Une loi qui redessine la mobilité
La suppression de places de stationnement en ville vient de la Loi d’orientation des mobilités (LOM), adoptée en 2019. Cette loi vise à renforcer la sécurité des piétons tout en réorganisant les espaces urbains. Elle impose notamment une distance réglementaire entre les passages piétons et les premiers emplacements de stationnement.
Les mesures prévues par la loi sont strictes : toutes les places situées à moins de 5 mètres des passages piétons et avant les feux tricolores devront disparaître, permettant des réaménagements urbains. Les zones ainsi libérées ne pourront dorénavant être utilisées que par des vélos et des trottinettes, interdisant implicitement le stationnement des voitures.
Ce que ça change pour les villes
L’application de la LOM doit être complétée d’ici la fin de l’année 2026. Comme l’explique Cnews, à cette date, les suppressions seront massives et toucheront plusieurs grandes villes françaises. Paris, par exemple, prévoit la disparition de 22 000 places de stationnement.
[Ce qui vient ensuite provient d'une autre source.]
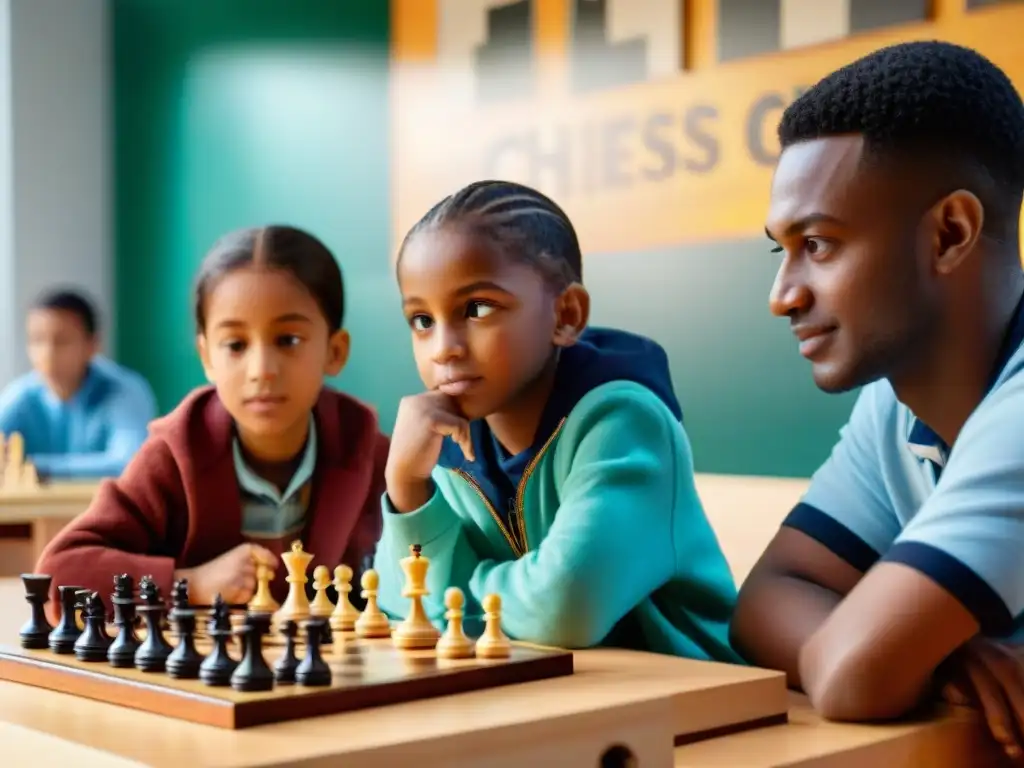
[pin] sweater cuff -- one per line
(421, 525)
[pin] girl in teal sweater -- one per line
(546, 462)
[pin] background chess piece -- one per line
(263, 601)
(493, 643)
(296, 607)
(15, 472)
(62, 638)
(344, 614)
(416, 631)
(373, 622)
(454, 643)
(321, 607)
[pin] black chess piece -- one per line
(179, 598)
(36, 632)
(125, 645)
(93, 643)
(327, 635)
(61, 640)
(252, 674)
(312, 670)
(154, 650)
(184, 659)
(284, 670)
(217, 668)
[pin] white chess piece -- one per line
(454, 643)
(493, 643)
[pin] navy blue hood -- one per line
(601, 355)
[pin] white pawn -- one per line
(454, 643)
(493, 643)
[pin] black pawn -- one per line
(284, 670)
(312, 670)
(93, 643)
(154, 650)
(179, 598)
(217, 668)
(184, 659)
(252, 674)
(125, 645)
(62, 638)
(36, 632)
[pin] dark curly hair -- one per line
(524, 222)
(278, 247)
(943, 105)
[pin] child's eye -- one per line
(420, 322)
(479, 309)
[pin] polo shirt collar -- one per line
(922, 439)
(256, 485)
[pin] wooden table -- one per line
(639, 699)
(46, 510)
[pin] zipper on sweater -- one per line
(515, 534)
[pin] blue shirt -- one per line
(93, 434)
(269, 517)
(891, 491)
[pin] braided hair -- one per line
(523, 222)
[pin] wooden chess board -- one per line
(366, 673)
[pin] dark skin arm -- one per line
(862, 647)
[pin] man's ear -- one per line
(955, 223)
(571, 314)
(204, 356)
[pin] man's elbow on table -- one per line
(853, 685)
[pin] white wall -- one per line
(55, 174)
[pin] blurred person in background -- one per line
(81, 415)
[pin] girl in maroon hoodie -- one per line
(265, 456)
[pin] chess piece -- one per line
(493, 643)
(312, 670)
(61, 640)
(80, 597)
(217, 668)
(184, 660)
(454, 643)
(263, 601)
(416, 631)
(296, 605)
(36, 632)
(252, 674)
(322, 607)
(344, 614)
(179, 598)
(14, 460)
(284, 670)
(93, 643)
(154, 650)
(373, 622)
(125, 645)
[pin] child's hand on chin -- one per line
(423, 422)
(232, 576)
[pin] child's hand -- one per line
(989, 676)
(232, 574)
(423, 422)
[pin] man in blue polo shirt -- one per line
(81, 415)
(895, 205)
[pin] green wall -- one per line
(230, 113)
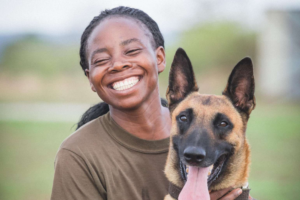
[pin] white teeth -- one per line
(126, 83)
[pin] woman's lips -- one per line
(125, 83)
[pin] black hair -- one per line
(102, 108)
(119, 11)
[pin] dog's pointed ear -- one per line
(181, 79)
(240, 86)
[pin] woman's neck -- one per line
(150, 121)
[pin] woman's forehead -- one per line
(119, 28)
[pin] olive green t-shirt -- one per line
(103, 161)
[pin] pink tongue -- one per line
(196, 185)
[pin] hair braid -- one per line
(119, 11)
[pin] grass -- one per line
(28, 149)
(27, 158)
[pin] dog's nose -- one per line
(194, 154)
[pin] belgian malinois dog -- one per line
(208, 131)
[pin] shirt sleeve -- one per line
(73, 180)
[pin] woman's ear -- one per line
(87, 73)
(161, 59)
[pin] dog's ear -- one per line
(181, 79)
(240, 86)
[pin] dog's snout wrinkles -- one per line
(194, 154)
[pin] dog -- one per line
(208, 130)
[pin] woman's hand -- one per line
(219, 194)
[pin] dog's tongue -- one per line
(196, 185)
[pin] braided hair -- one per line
(136, 14)
(121, 11)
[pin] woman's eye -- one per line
(223, 124)
(133, 51)
(100, 61)
(183, 118)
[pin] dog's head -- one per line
(209, 129)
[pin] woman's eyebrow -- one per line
(129, 41)
(98, 51)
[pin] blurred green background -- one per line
(37, 71)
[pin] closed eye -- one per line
(133, 52)
(101, 62)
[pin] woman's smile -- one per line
(126, 83)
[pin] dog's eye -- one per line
(223, 124)
(183, 118)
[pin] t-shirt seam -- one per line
(129, 146)
(63, 148)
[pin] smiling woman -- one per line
(119, 50)
(122, 152)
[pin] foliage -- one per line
(31, 55)
(215, 45)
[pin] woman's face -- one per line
(123, 65)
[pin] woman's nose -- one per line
(119, 66)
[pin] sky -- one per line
(62, 17)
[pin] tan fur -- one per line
(238, 168)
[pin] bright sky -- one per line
(56, 17)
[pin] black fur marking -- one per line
(219, 131)
(181, 79)
(145, 194)
(241, 86)
(184, 125)
(180, 167)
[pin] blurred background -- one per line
(43, 91)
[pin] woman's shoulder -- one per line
(91, 135)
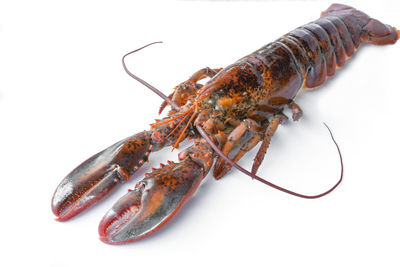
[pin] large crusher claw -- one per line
(157, 198)
(99, 175)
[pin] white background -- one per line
(64, 96)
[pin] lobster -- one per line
(239, 107)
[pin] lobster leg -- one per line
(269, 132)
(296, 110)
(156, 198)
(234, 138)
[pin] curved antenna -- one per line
(152, 88)
(234, 164)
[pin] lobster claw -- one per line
(99, 175)
(154, 201)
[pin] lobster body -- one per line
(240, 106)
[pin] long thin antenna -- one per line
(152, 88)
(234, 164)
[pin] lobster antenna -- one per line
(234, 164)
(152, 88)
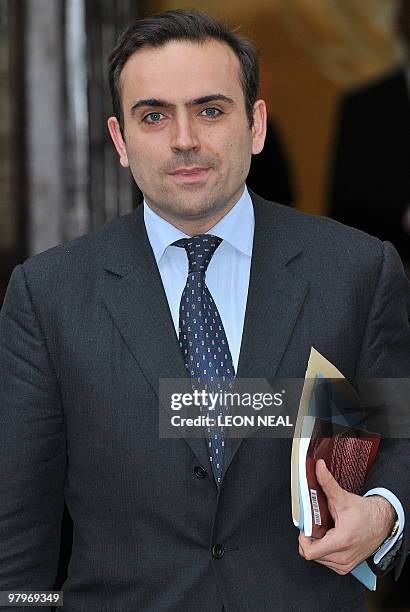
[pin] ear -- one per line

La métropole lilloise est concernée à hauteur de 4 500 places, suivie de Lyon avec 3 300 places, et Amiens avec 3 325 places. Bordeaux a aussi annoncé la suppression de 1 000 places.
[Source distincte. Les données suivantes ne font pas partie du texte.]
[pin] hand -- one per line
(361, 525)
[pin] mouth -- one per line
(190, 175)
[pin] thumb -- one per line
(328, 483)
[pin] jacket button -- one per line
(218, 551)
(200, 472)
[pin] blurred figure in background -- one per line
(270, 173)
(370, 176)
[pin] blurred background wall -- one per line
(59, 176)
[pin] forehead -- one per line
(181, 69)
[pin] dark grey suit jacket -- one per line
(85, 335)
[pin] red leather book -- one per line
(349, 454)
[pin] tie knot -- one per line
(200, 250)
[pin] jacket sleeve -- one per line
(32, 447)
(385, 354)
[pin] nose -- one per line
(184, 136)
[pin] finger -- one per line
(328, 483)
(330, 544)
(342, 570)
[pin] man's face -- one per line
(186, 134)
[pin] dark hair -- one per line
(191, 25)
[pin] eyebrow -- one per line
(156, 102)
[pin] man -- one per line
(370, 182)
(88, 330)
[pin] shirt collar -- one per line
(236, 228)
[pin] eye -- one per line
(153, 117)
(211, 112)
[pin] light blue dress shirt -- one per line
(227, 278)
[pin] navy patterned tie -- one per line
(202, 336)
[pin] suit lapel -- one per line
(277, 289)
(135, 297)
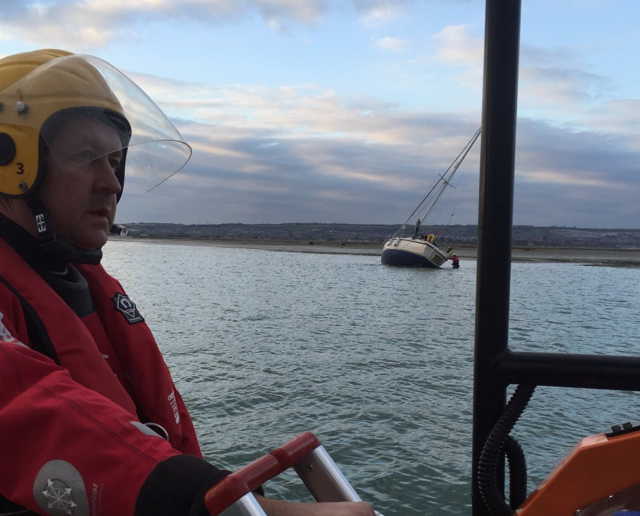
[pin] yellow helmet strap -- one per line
(7, 149)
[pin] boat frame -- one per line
(496, 367)
(412, 252)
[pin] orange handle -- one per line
(247, 479)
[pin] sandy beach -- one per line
(587, 256)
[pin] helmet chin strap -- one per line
(54, 246)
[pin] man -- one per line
(91, 422)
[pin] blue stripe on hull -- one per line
(404, 259)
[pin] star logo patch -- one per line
(59, 497)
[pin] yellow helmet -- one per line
(38, 89)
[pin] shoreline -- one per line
(585, 255)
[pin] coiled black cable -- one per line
(498, 442)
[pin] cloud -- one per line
(394, 44)
(377, 13)
(91, 24)
(556, 81)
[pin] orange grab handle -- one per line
(247, 479)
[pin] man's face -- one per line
(80, 185)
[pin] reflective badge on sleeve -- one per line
(59, 490)
(128, 308)
(5, 335)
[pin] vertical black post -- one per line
(499, 111)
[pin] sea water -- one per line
(376, 361)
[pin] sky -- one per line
(346, 111)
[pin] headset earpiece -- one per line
(7, 149)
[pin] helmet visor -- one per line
(53, 94)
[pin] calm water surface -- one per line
(376, 361)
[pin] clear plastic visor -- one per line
(64, 98)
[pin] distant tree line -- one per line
(453, 234)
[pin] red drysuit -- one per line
(71, 412)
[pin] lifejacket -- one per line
(111, 351)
Dans des villes comme Saint-Quentin (Aisne), où la loi a déjà été mise en œuvre, les aménagements ont généré des dépenses importantes. La commune a dû débourser 3 000 000 € pour s’adapter à ces nouvelles normes.
Le but affiché de cette réforme est d’améliorer la sécurité des piétons et des cyclistes en France. En offrant une meilleure visibilité aux intersections et passages piétons, on espère réduire le nombre d’accidents. Par ailleurs, cette initiative suit une tendance européenne : plusieurs pays imposent jusqu’à 10 mètres de dégagement devant les passages piétons, et les Zones à Faibles Émissions jouent un rôle central dans cette transition.
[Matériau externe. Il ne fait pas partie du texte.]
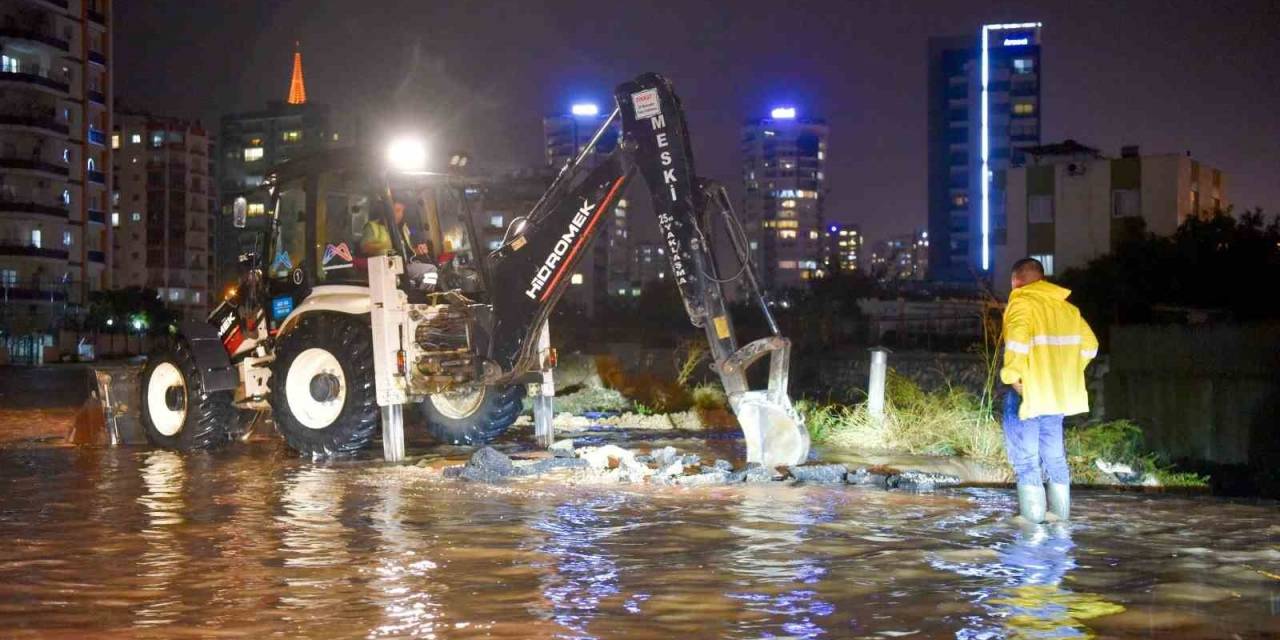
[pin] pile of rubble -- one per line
(667, 466)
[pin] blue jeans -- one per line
(1033, 444)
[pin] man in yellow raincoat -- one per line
(1047, 346)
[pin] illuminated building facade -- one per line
(250, 144)
(56, 82)
(784, 174)
(844, 248)
(983, 112)
(163, 215)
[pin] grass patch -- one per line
(956, 423)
Pour autant, certains acteurs sonnent la prudence. Fabrice Godefroy, de l’association 40 millions d’automobilistes, souligne qu’il comprend « le côté sécuritaire » de la LOM, mais il redoute que ces changements n’éloignent les Français des centres-villes, gênés par la raréfaction des places.
Du côté de l’opinion publique, l’initiative est plutôt acceptée si elle permet « d’éviter des accidents ». Les habitants interrogés jugent ce changement comme un « bon compromis », malgré l’inquiétude générale face à la diminution des espaces de stationnement.